HOW ONCE GOT ITS START
From The Chicago Tribune:
John Carney said the idea for ONCE came about, "At a Frames gig, actually at Marlay Park. My girlfriend [Marcella Plunkett, who starred in Joh's own BACHELOR'S WALK] and myself were there watching The Frames up on stage. I have known Glen for years...
"We always said we would do something together. I was getting tired of all talk and decided to write a little short story about people in the musical world, and Glen was going to write some tunes. Then I was going to go off and use my super contacts and get a big actor in it. As it happened, through discussions about the film and developing it, I came across Marketa, who had worked with Glen, and I thought she could act in it. Then it worked out that Glen would be the lead. It was a very autobiographical, a very small story. It is really like a visual album that we made, rather than a musical."
The Chicago Tribune noted that the film was shot "in under three weeks for less than $150,000, funded entirely by the Irish national film board" -- part of which, per the Sundance Film Festival's Web site, makes the movie "sport a scrappy, unembellished naturalism."
What Carney didn't want to do with ONCE
When he made ON THE EDGE in 2001, Carney said he had his shot "at becoming a proper filmmaker. And I didn't love the experience. It wasn't in the way of the angry director trying to get his way, it wasn't that at all, but I just found it kind of soul-destroying and a bit disenchanting. I was trying too hard to make a film that would `break out'; I had too much of an agenda.

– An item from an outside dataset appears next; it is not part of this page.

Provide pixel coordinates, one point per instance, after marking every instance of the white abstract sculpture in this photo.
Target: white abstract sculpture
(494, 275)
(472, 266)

"I wanted to do it like we did BACHELOR'S WALK. We had a little bit of money but we wanted it to appear like we didn't have any. That lack of money meant no one cared, which is why we had so much creative control over it... The same applied with ONCE. I knew that if I kept the budget down to an absolute minimum, just to pay the cast and crew and be able to afford to feed them, that that would suit the film. The Film Board gave me 100,000 euros under their micro-budget scheme, and that basically funded everything.
Glen: "There was a lot of guerilla stuff. We didn't have permits. We used long lenses when we were shooting on Grafton Street or blagged our way into Bewley's and Robert Chamber's to shoot above the street scenes. We shot the opening scene at 4.30 in the morning, which is the only time now that Grafton Street is quiet."

I'm going to see this unusual film again and again...I'm really impressed.